Closed mleonhard closed 1 year ago
I'm unsure how this can be done. If the list is optimized then widget won't be there in the tree. We will have to scroll in a loop with a delay until key is found. Also there is a problem of scroll direction. It will be difficult for lib to figure out in which direction to scroll, and how to scroll in case of PageViews. In short it is very context specific.
Currently in our app we either use predefined data and place our test widget at the top of the list so that we don't have to scroll. Otherwise we manually scroll using /drag
API depending on the type of the scroll/widget in that particular screen.
Let me know your thoughts.
@ajinasokan I agree scrolling is very context specific. But I guess we can use the Scroll Controller in some ways.
@krishaajtak Do you have any specific techniques in mind? Could you demonstrate it in an example project?
Yes @ajinasokan. I am working on it, It would be great if you could also provide some insights on the implementation.
I haven't tried anything other than what I mentioned in my first comment. It is the situation where there are multiple scrolling widgets, may be two ListViews, may be a ListView inside a TabBarView, may be multiple ListViews with different scroll directions, may be the list is reversed, may be it is a raw gesture detector with arbitrary directions. The API will need a generic logic to identify where to scroll and until when.
My experiments lead to the situation where it easier to do just add a keyed element to the list and then call /drag API until the key is visible in the /keys API response.
May be I'm overthinking a lot and we just need a helper API to do:
add a keyed element to the list and then call /drag API until the key is visible in the /keys API response
with more customizable parameters.
How does Flutter Appium Driver do it?
@CharlVS It does the same thing as I described above
add a keyed element to the list and then call /drag API until the key is visible in the /keys API response
Ah, yeah thanks, that makes sense @ajinasokan. Using Flutter Appium as a standard to meet would be a good approach since their approach is tried and tested.

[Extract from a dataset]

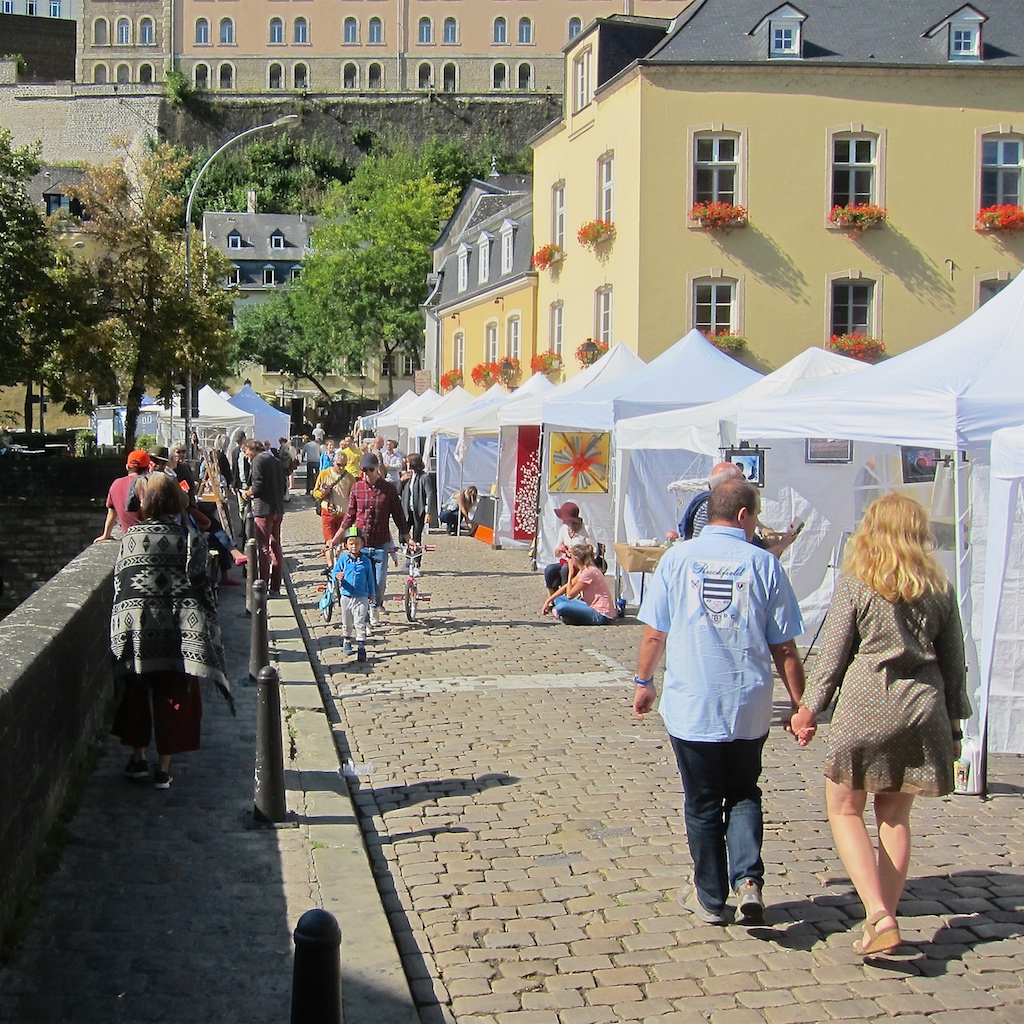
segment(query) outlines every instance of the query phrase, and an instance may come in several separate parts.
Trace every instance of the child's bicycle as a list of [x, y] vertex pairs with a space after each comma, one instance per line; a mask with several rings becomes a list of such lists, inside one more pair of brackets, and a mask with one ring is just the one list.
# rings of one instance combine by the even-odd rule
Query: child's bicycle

This is off-topic but I did not see anywhere else that would be better to ask. I'd appreciate your input. Is there any approach you'd suggest for running Autopilot tests on device farms? I'm looking into using AWS's Device Farm with the custom environment mode.
My reluctance is in adding an API that is not deterministic. Every other API is a direct call to internal Flutter APIs but this won't be. This will be a composition of drag, get-keys in a while loop with delays and timeouts. And too many unknowns like type of scrollable, axis, viewport. I do have an implementation that will work in a lot of cases. I will push that anyway in some time since this issue is more than a year old now and I'm out of ideas to make it as good as I want it to be.
I'm unsure about AWS device farm. As long as you have adb access and have a compute instance where you can run your test script you should be fine. All that Autopilot need is its internal HTTP server to be accessible in the test script.
This API is now available in master. I will push the update for v0.3.1 shortly. Usage:
GET /scroll-into?scrollable-key=<key of scrollable>&key=<key of widget>&dx=<dx>&dy=<dy>&delay=<delay between drags in ms>&timeout=<timeout in ms>
Taps inside widget with given scrollable-key
and drags (dx, dy) offset until given key
is present in the widget tree. If the widget is inside a scrollable it will be made visible.
After one drag action it will pause for delay
milliseconds and then check for the key
. Default value is 500 ms.
Operation times out after timeout
milliseconds. Default value is 5000 ms.
Available in v0.3.1
My app has vertically-scrolling pages. My tests scroll widgets onto the screen and then tap them. Let's add a method for this.